Cerebral arteriovenous malformations often occur epilepsy, and arteriovenous malformations of thrombosis are more likely to have intractable seizures. At this time, cerebral angiography is often not developed, so it is often misdiagnosed as epilepsy. However, primary epilepsy is common in children. For young people with epilepsy and subarachnoid hemorrhage or epilepsy after subarachnoid hemorrhage, arteriovenous malformation should be considered. In addition, in addition to epilepsy in patients with arteriovenous malformations, there are other signs and symptoms, such as headache, progressive hemiparesis, ataxia, visual impairment. CT scans help to differentiate the diagnosis.

3. Cerebral aneurysms

It is the most common cause of subarachnoid hemorrhage. The age of onset is about 20 years older than that of cerebral arteriovenous malformation, that is, it is more common in 40 to 50 years old, and more common in women. Patients often have a history of hypertension and arteriosclerosis. Seizures are rare and oculomotor nerve palsy is more common. According to cerebral angiography is not difficult to identify.

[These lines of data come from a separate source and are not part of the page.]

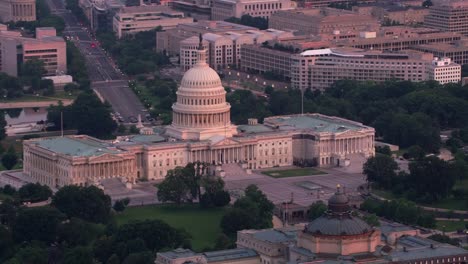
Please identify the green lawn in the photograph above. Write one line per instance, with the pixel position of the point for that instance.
(450, 203)
(450, 226)
(202, 224)
(384, 194)
(293, 172)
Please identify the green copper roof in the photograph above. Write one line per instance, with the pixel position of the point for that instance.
(315, 122)
(76, 146)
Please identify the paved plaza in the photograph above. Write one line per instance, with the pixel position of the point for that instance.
(304, 189)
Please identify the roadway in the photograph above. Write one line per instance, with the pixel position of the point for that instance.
(106, 79)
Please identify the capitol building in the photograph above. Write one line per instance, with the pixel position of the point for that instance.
(202, 131)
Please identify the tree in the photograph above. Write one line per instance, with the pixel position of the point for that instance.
(2, 129)
(155, 234)
(381, 170)
(385, 150)
(134, 130)
(252, 211)
(432, 178)
(92, 117)
(139, 258)
(31, 255)
(78, 255)
(445, 239)
(88, 203)
(427, 3)
(120, 205)
(32, 71)
(316, 210)
(37, 223)
(221, 198)
(415, 152)
(236, 219)
(10, 159)
(173, 188)
(34, 192)
(77, 232)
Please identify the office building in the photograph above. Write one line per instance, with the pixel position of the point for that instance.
(224, 9)
(46, 46)
(17, 10)
(448, 16)
(457, 52)
(130, 20)
(318, 69)
(201, 131)
(169, 41)
(322, 21)
(443, 70)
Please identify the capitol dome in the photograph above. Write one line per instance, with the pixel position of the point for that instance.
(201, 111)
(200, 76)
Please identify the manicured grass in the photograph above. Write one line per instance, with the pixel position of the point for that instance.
(202, 224)
(450, 203)
(450, 226)
(293, 173)
(384, 194)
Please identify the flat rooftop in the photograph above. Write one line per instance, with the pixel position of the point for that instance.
(76, 146)
(316, 122)
(275, 236)
(419, 248)
(230, 254)
(178, 253)
(217, 26)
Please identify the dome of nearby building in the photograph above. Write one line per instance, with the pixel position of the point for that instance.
(338, 221)
(338, 231)
(342, 226)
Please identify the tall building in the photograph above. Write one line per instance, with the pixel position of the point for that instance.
(46, 46)
(223, 9)
(100, 13)
(443, 70)
(322, 21)
(318, 69)
(325, 3)
(17, 10)
(201, 130)
(169, 41)
(448, 16)
(133, 19)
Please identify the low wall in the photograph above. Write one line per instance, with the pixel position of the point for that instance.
(34, 104)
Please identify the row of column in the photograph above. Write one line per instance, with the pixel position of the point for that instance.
(104, 169)
(202, 120)
(23, 9)
(347, 145)
(227, 155)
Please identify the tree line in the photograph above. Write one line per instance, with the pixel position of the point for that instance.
(196, 183)
(134, 54)
(77, 228)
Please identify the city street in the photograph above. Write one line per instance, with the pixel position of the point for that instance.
(106, 78)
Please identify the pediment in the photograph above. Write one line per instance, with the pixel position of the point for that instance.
(104, 158)
(224, 142)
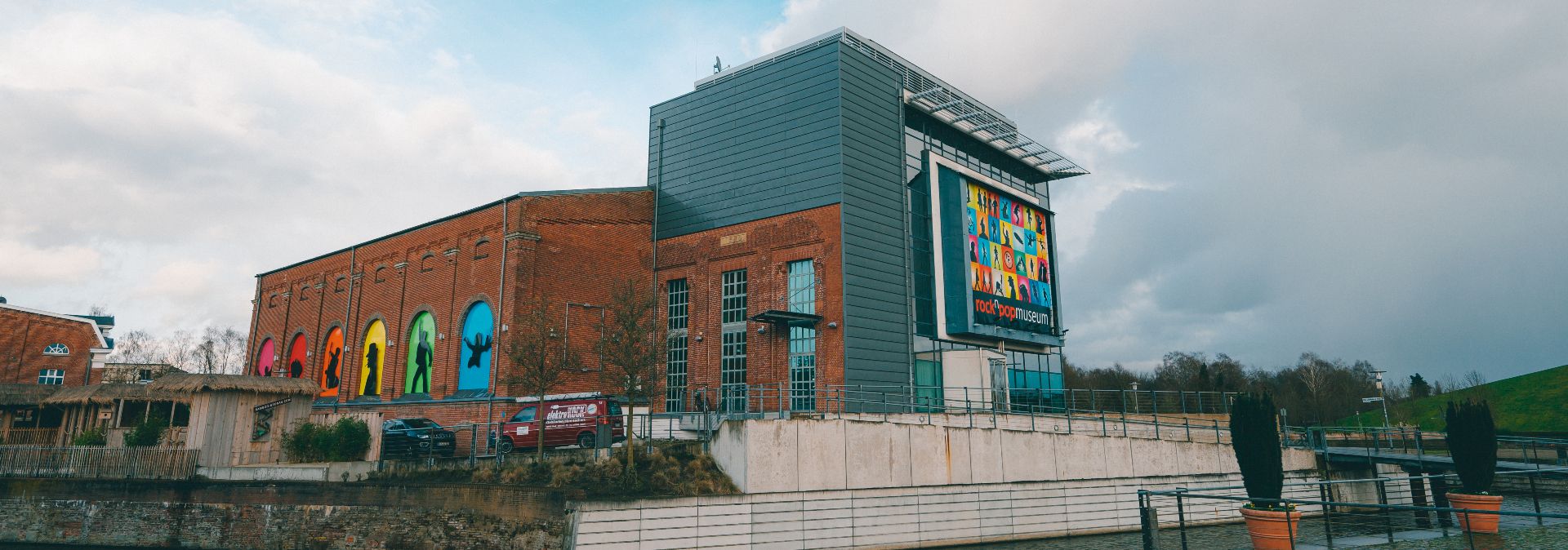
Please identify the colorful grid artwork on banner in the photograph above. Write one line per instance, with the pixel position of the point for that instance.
(372, 357)
(332, 362)
(1009, 251)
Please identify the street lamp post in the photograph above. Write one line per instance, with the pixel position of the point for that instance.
(1380, 397)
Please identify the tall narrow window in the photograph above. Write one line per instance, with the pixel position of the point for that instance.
(676, 350)
(733, 362)
(804, 339)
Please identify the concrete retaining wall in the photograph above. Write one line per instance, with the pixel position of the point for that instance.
(902, 517)
(825, 455)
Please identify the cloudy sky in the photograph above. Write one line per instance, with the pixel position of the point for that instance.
(1375, 182)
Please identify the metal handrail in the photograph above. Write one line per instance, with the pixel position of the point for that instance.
(862, 401)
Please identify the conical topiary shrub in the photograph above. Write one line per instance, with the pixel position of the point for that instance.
(1254, 436)
(1472, 442)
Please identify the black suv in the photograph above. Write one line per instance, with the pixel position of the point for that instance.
(416, 437)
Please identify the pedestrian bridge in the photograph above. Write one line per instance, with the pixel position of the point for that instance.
(1414, 450)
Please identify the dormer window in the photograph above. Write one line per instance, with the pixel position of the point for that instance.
(480, 250)
(52, 376)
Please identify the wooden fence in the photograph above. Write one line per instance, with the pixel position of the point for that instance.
(30, 436)
(140, 463)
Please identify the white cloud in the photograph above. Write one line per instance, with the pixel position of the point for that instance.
(30, 265)
(1372, 180)
(175, 156)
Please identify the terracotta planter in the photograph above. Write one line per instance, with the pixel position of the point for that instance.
(1272, 530)
(1476, 522)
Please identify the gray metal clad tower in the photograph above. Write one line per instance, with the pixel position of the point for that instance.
(841, 121)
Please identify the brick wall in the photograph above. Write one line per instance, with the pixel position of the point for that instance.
(571, 246)
(763, 248)
(24, 337)
(278, 516)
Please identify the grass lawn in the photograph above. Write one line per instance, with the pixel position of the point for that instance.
(1528, 403)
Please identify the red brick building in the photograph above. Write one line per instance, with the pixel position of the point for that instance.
(39, 347)
(822, 221)
(421, 295)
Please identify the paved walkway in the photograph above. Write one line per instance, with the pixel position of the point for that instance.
(1410, 459)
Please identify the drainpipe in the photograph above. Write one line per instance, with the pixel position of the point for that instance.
(501, 309)
(349, 322)
(659, 184)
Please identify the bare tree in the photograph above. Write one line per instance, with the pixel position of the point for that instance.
(538, 357)
(137, 347)
(1474, 378)
(180, 350)
(1317, 375)
(1450, 383)
(632, 347)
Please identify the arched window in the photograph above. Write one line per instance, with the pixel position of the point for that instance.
(265, 357)
(482, 248)
(372, 357)
(474, 361)
(296, 356)
(421, 353)
(332, 362)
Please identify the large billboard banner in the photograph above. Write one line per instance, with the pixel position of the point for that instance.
(1009, 259)
(995, 259)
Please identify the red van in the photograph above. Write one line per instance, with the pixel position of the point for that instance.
(571, 419)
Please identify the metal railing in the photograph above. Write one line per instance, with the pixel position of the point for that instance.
(1363, 512)
(136, 463)
(30, 436)
(1371, 442)
(1109, 412)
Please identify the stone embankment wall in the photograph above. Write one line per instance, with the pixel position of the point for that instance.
(214, 514)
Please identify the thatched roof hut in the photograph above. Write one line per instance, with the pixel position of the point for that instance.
(107, 393)
(25, 393)
(189, 383)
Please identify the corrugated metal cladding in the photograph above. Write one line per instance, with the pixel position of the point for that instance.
(875, 284)
(755, 146)
(817, 127)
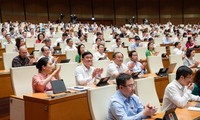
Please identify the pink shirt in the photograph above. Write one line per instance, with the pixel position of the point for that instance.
(37, 82)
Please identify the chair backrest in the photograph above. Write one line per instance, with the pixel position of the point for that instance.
(30, 42)
(176, 59)
(71, 55)
(93, 51)
(161, 50)
(37, 54)
(62, 46)
(90, 37)
(7, 59)
(38, 46)
(102, 64)
(22, 79)
(158, 41)
(124, 39)
(145, 89)
(154, 63)
(10, 48)
(171, 77)
(197, 56)
(141, 52)
(87, 45)
(67, 73)
(128, 44)
(124, 51)
(99, 101)
(171, 48)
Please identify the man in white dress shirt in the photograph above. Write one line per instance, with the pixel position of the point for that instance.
(61, 40)
(70, 45)
(178, 50)
(85, 73)
(117, 66)
(100, 55)
(116, 45)
(178, 92)
(136, 67)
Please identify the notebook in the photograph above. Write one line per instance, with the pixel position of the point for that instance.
(58, 86)
(65, 61)
(169, 115)
(103, 81)
(165, 71)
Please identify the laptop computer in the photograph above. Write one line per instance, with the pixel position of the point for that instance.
(103, 81)
(58, 86)
(65, 61)
(165, 71)
(169, 115)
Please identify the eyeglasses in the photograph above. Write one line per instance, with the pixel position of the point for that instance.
(130, 85)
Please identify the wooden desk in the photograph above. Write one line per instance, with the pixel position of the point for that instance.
(30, 50)
(2, 50)
(1, 63)
(5, 92)
(70, 107)
(181, 113)
(197, 50)
(109, 54)
(5, 84)
(160, 84)
(61, 57)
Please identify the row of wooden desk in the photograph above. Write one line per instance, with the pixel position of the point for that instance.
(182, 113)
(7, 90)
(75, 107)
(34, 102)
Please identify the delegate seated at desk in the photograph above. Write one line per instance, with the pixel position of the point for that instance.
(124, 104)
(136, 66)
(85, 73)
(41, 81)
(117, 66)
(22, 59)
(189, 59)
(178, 92)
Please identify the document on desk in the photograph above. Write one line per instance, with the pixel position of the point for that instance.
(78, 88)
(194, 108)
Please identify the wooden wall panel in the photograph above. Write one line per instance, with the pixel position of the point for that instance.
(148, 10)
(114, 11)
(125, 10)
(58, 7)
(103, 9)
(171, 10)
(82, 9)
(36, 10)
(191, 11)
(12, 10)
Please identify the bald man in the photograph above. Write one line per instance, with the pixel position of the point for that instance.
(22, 59)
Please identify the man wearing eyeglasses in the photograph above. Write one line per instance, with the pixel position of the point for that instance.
(124, 104)
(178, 92)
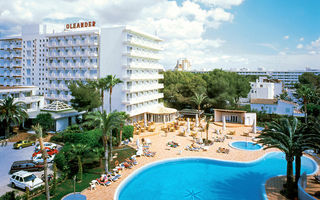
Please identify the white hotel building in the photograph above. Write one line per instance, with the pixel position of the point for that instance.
(288, 78)
(51, 60)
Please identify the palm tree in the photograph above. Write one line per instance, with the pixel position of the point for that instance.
(207, 128)
(198, 99)
(308, 137)
(101, 84)
(124, 118)
(113, 81)
(107, 122)
(79, 150)
(281, 135)
(12, 113)
(38, 129)
(306, 93)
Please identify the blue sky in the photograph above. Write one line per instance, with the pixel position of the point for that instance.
(273, 34)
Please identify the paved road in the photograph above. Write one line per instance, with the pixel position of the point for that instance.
(7, 156)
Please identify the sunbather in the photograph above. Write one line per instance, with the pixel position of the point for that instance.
(103, 180)
(317, 178)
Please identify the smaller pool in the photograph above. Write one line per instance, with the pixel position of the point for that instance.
(243, 145)
(259, 128)
(74, 196)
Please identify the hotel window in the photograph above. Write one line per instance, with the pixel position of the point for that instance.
(28, 44)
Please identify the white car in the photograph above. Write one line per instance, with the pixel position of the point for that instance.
(38, 158)
(23, 180)
(46, 144)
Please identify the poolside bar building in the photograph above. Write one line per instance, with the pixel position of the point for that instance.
(240, 117)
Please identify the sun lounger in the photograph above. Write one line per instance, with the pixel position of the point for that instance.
(148, 141)
(223, 150)
(317, 178)
(103, 180)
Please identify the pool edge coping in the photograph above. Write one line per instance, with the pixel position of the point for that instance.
(264, 194)
(230, 144)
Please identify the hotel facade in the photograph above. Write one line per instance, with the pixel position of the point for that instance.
(51, 60)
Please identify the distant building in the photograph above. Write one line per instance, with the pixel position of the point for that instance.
(183, 64)
(265, 88)
(235, 116)
(288, 78)
(82, 51)
(275, 106)
(26, 94)
(62, 114)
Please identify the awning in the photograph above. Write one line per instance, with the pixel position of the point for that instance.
(161, 110)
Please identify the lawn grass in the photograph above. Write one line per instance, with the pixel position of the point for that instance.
(88, 175)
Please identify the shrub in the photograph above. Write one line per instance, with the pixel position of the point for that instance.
(91, 138)
(8, 196)
(127, 132)
(45, 120)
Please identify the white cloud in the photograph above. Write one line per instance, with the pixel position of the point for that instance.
(299, 46)
(286, 37)
(282, 53)
(221, 3)
(316, 44)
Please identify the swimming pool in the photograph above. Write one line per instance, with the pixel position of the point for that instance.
(205, 179)
(244, 145)
(259, 128)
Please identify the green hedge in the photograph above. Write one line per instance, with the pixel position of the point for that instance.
(91, 138)
(127, 132)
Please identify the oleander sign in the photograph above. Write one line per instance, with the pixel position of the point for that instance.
(81, 25)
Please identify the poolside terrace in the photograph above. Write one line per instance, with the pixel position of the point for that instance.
(162, 134)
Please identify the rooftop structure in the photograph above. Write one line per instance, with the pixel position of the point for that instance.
(26, 94)
(276, 106)
(183, 64)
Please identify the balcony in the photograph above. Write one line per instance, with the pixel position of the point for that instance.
(142, 65)
(143, 87)
(142, 54)
(143, 76)
(142, 98)
(144, 44)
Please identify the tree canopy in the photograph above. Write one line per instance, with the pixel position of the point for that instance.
(45, 121)
(85, 96)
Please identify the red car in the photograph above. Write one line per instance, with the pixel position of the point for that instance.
(49, 151)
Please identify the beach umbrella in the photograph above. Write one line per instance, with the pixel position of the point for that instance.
(224, 123)
(197, 120)
(188, 126)
(145, 119)
(254, 127)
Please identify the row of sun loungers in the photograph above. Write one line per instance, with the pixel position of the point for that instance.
(107, 179)
(223, 150)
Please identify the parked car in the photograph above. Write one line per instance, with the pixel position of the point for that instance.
(38, 158)
(49, 151)
(26, 165)
(46, 144)
(23, 143)
(23, 180)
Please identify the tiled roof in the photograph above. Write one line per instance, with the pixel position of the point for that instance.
(57, 106)
(264, 101)
(289, 102)
(231, 111)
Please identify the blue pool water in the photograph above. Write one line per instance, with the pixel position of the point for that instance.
(243, 145)
(259, 128)
(205, 179)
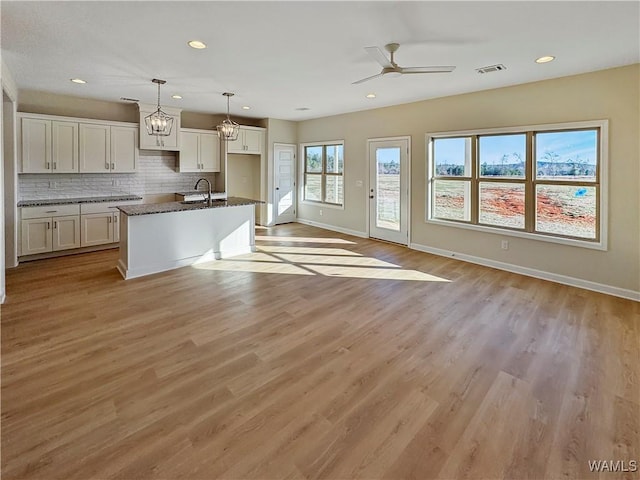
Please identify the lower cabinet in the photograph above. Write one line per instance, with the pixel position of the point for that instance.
(58, 230)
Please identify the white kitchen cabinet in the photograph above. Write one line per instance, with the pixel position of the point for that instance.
(49, 229)
(108, 149)
(49, 146)
(156, 142)
(101, 222)
(250, 140)
(97, 229)
(95, 148)
(124, 149)
(199, 151)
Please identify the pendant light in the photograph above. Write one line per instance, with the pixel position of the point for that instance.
(228, 129)
(158, 123)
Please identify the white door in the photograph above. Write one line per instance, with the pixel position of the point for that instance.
(389, 189)
(284, 176)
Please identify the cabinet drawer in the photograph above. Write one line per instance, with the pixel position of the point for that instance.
(50, 211)
(104, 207)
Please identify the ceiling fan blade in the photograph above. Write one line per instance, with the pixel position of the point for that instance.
(367, 79)
(443, 69)
(379, 56)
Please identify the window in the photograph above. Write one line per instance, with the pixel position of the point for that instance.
(544, 182)
(323, 173)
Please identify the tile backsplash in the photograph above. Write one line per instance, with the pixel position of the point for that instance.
(156, 175)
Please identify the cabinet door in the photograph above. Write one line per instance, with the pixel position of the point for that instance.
(253, 140)
(66, 232)
(124, 149)
(116, 226)
(36, 145)
(64, 147)
(95, 148)
(36, 236)
(189, 152)
(209, 152)
(97, 229)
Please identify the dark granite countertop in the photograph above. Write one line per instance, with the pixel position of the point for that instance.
(68, 201)
(151, 208)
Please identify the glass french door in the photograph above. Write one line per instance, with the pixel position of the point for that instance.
(389, 189)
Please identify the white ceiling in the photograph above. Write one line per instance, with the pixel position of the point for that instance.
(281, 56)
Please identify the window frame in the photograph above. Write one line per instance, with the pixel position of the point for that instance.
(530, 181)
(323, 174)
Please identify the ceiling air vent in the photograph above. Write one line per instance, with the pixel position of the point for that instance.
(491, 68)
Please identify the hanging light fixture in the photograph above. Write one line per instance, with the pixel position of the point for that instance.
(228, 129)
(158, 123)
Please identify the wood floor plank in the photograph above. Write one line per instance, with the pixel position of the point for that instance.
(321, 355)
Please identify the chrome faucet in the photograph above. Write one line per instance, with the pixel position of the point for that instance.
(209, 193)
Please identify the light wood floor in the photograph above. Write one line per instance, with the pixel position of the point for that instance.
(320, 356)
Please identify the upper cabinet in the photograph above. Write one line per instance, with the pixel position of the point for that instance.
(156, 142)
(108, 149)
(250, 140)
(61, 145)
(199, 151)
(49, 146)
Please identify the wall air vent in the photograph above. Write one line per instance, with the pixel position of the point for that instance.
(491, 68)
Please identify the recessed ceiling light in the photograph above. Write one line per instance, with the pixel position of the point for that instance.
(197, 44)
(545, 59)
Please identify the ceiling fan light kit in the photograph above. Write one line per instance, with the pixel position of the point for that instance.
(391, 68)
(228, 130)
(159, 123)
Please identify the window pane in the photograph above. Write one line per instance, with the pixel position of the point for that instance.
(313, 187)
(502, 155)
(566, 210)
(335, 158)
(388, 187)
(502, 204)
(452, 199)
(452, 157)
(570, 155)
(313, 159)
(333, 189)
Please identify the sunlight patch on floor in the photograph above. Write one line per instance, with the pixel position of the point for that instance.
(269, 238)
(309, 250)
(340, 260)
(374, 273)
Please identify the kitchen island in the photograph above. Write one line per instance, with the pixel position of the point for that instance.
(163, 236)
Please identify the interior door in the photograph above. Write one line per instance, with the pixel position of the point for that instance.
(389, 189)
(284, 173)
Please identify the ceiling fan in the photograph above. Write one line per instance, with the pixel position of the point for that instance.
(391, 68)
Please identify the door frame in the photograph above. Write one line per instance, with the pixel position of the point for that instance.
(274, 177)
(367, 190)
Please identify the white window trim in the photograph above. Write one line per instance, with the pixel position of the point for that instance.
(603, 125)
(301, 169)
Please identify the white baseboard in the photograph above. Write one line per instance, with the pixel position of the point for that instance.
(532, 272)
(333, 228)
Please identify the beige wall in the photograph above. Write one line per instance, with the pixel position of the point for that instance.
(610, 94)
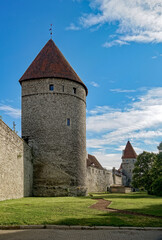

4. Venous vascular malformations

Less common, sometimes ruptured bleeding caused by subarachnoid hemorrhage, and increased intracranial pressure. There is no obvious abnormal vascular display in cerebral angiography. Sometimes there is only one large vein with some drainage branches. The CT scan showed a low-density area, and the enhanced scan showed enhanced lesions.

5. Moyamoya disease

The disease is more common in children and young adults, children with cerebral ischemia as the main manifestation, and adults with intracranial hemorrhage as the main symptom. Clear differential diagnosis depends on cerebral angiography. The cerebral angiography of moyamoya disease is characterized by internal carotid artery stenosis or occlusion, and there are cloud-like and slender abnormal vascular clusters at the base of the brain.

6. Blood-rich brain tumors

Cerebral arteriovenous malformation still needs to be differentiated from blood-rich gliomas, metastases, meningioma, and hemangioblastoma. Because these tumors are rich in blood supply, cerebral angiography shows traffic between arteries and veins and early veins, which is confused with cerebral arteriovenous malformations. However, according to the age of onset, medical history, course of disease, clinical symptoms and signs, etc., CT scan can help to identify the differential diagnosis.